Bush is claiming the election as a mandate. There are, however, a couple of ways to interpret that. The conventional meaning is that a candidate gained office by promising to do a certain thing. Ronald Reagan in 1980 had a mandate to cut taxes and bolster the military. Bill Clinton in 1992 had a mandate to raise taxes on the rich, expand healthcare, reform welfare. Those were the central promises of the two campaigns.

Bush uses the word somewhat differently. As he told reporters Thursday, "I earned capital in the campaign -- political capital -- and now I intend to spend it."

What that means is that all you small-town folk voted for him not to pursue an agenda but just because he embodies family values.
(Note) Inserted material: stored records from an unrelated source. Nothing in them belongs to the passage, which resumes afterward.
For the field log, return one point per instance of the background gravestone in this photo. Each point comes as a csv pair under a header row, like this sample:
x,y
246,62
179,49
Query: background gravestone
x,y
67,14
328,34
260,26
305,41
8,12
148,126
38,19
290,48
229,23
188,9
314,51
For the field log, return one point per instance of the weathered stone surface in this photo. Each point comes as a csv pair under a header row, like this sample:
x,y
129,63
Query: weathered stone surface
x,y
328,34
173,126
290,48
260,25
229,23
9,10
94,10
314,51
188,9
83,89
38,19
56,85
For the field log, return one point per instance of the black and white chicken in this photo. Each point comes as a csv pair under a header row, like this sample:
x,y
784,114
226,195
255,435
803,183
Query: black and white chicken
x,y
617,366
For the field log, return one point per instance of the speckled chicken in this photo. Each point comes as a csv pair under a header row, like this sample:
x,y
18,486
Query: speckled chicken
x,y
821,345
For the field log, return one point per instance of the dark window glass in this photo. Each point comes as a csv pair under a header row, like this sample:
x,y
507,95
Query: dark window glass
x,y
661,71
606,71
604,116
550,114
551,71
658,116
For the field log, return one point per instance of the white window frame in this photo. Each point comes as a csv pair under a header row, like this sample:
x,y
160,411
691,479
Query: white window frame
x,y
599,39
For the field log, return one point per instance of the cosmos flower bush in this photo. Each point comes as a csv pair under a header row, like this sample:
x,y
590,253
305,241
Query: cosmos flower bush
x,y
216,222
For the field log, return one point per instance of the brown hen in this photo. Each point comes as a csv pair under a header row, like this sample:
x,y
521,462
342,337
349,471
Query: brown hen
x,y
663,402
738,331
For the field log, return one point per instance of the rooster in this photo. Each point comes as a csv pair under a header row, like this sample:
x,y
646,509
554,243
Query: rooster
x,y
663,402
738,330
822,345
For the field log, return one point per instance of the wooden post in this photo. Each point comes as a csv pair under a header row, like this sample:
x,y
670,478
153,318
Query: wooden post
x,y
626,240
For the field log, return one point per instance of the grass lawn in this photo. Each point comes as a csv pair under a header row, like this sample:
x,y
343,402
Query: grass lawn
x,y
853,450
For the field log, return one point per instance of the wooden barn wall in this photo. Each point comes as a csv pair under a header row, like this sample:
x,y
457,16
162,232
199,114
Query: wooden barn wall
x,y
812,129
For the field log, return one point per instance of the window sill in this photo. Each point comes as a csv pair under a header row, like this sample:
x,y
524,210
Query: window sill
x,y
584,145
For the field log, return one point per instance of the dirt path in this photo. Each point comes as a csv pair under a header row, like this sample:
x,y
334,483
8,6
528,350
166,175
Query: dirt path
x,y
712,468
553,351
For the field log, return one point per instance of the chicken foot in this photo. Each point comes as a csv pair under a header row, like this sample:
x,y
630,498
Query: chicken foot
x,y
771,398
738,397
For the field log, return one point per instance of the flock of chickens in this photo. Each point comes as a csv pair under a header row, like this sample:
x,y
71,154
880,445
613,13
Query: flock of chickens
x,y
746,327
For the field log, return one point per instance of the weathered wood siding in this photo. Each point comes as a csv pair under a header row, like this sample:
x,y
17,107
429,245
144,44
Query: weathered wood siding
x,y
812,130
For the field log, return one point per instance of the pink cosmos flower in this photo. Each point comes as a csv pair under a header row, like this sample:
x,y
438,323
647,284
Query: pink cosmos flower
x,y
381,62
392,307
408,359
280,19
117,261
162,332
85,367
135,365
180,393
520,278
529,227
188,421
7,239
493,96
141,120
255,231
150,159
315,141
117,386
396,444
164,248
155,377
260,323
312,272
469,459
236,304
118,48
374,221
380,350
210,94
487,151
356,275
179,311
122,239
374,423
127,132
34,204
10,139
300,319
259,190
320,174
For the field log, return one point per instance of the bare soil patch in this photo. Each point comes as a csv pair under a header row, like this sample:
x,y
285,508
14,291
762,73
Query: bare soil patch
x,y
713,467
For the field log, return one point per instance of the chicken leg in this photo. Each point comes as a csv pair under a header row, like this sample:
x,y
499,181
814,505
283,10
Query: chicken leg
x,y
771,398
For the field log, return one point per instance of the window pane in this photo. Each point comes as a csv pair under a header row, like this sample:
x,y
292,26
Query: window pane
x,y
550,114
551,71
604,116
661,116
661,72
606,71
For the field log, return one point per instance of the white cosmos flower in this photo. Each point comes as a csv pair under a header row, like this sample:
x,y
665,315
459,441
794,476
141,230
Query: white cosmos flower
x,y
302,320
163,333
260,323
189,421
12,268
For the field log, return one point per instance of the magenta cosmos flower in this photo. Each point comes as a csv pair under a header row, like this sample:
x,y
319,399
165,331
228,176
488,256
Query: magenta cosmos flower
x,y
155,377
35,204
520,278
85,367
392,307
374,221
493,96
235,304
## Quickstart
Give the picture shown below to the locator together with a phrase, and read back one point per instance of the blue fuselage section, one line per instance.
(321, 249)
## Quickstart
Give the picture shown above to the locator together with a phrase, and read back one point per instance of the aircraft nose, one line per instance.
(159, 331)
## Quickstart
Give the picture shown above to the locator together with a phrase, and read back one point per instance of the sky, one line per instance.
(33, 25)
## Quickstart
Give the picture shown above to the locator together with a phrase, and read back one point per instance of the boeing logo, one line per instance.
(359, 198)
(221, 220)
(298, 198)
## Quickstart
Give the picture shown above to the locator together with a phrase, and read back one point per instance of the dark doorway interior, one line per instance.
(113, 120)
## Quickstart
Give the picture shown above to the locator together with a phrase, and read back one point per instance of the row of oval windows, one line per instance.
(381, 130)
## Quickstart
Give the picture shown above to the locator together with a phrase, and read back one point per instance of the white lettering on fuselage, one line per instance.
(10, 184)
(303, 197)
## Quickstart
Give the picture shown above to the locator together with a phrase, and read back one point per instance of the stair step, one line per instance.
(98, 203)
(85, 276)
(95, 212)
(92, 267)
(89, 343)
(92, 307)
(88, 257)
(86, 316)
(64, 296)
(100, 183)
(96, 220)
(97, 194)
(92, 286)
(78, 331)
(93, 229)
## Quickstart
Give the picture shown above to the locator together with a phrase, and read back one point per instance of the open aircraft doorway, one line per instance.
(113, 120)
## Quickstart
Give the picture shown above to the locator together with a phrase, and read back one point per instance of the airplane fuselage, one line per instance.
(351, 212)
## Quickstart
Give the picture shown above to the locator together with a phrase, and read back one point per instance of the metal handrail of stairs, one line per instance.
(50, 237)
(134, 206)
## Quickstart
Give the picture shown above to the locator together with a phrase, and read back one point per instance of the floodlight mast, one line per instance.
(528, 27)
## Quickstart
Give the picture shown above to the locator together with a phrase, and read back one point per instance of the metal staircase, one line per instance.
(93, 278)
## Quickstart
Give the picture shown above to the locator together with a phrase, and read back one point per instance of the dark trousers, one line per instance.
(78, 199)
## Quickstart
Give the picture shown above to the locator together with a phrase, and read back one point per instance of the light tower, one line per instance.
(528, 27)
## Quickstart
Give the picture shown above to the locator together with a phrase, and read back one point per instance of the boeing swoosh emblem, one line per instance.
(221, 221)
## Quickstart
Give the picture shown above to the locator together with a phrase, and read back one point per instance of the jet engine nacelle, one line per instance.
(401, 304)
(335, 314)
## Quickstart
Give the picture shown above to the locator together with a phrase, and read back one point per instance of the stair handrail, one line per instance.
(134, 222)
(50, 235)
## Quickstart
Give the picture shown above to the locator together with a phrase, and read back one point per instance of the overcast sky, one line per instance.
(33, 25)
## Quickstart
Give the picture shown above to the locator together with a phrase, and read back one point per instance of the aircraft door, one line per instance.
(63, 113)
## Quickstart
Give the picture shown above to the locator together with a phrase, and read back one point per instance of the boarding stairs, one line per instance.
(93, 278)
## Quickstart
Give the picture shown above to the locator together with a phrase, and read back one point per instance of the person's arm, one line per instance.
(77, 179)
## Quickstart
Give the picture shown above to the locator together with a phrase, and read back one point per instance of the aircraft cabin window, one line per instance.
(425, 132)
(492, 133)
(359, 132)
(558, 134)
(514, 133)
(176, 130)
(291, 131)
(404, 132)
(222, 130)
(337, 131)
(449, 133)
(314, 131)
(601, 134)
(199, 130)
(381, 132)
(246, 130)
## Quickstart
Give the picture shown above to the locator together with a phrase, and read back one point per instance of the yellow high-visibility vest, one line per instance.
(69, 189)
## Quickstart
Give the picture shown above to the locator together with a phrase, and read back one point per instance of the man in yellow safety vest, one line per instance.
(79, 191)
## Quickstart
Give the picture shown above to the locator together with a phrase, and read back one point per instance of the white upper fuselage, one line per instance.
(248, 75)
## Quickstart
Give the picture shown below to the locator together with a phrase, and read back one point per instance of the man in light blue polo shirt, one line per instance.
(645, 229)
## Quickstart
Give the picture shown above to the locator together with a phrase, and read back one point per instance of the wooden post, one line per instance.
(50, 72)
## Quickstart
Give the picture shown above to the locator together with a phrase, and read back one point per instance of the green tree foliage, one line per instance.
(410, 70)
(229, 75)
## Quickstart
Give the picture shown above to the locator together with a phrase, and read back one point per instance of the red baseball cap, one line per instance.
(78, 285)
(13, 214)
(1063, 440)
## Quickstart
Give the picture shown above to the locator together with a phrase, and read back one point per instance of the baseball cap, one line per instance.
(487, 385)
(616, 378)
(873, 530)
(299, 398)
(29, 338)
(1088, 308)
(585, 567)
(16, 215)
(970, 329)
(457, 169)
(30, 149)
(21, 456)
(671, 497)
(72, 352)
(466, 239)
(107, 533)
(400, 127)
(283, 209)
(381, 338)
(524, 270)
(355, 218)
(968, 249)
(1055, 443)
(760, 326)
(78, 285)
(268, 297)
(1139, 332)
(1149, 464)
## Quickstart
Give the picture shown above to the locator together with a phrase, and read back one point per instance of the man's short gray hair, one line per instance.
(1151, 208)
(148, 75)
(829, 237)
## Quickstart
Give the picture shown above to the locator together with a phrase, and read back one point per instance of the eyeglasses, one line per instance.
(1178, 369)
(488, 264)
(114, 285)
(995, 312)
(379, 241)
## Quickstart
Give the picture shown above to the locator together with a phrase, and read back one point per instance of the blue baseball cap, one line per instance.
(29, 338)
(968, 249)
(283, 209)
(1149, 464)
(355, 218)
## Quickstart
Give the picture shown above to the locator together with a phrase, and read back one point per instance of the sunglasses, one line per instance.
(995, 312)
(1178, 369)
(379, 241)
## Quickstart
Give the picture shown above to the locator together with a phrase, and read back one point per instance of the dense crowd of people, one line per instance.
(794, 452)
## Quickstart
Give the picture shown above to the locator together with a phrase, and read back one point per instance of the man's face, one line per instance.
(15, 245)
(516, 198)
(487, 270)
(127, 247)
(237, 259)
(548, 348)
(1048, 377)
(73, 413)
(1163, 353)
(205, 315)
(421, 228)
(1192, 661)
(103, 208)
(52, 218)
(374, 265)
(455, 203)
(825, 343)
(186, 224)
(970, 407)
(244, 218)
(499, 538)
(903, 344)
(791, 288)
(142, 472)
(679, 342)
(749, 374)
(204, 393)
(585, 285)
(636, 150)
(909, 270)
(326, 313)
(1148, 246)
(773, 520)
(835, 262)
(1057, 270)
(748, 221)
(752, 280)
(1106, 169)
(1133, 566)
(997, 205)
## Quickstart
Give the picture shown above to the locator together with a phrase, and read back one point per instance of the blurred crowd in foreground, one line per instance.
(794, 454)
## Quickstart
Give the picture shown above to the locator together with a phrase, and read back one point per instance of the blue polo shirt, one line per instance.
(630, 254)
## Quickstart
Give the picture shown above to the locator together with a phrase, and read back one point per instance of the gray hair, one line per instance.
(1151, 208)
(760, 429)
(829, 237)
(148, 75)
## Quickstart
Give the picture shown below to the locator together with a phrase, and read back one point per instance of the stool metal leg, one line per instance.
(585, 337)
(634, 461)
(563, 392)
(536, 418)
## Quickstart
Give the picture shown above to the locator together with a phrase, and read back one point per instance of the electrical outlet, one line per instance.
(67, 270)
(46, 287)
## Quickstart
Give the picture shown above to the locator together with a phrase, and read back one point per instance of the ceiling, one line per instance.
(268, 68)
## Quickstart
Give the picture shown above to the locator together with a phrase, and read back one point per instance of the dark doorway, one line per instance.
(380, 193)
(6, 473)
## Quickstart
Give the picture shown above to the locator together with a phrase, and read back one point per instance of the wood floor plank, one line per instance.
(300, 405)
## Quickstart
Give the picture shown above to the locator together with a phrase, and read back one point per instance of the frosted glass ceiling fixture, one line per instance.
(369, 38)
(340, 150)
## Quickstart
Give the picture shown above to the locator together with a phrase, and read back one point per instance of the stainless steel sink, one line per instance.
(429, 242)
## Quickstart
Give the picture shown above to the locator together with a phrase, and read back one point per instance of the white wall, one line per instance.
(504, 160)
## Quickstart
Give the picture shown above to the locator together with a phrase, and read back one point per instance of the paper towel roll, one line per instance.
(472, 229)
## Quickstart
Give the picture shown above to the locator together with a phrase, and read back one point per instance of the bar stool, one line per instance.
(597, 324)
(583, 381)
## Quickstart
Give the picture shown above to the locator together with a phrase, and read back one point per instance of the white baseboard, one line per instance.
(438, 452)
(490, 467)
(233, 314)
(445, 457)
That gives him political power that he can use for purposes utterly unrelated to the source of his popularity. Sure, Bush mentioned some of these purposes in the campaign. But the references tended to be perfunctory and in code. Start with taxes.

Though Bush talks about tax "simplification," he doesn't seriously believe it. He has littered the tax code with complicated new provisions, including a ludicrous corporate tax bill stuffed with special provisions for sausage producers, foreign dog-race gamblers and the like. Simplification really means making the tax code flatter -- i.e. less progressive. He doesn't care about making taxes simpler; he just wants rich people to pay a smaller share of them. There's little evidence to suggest small-town Ohioans flocked to the polls so they could have a portion of George Soros' tax burden shifted onto themselves.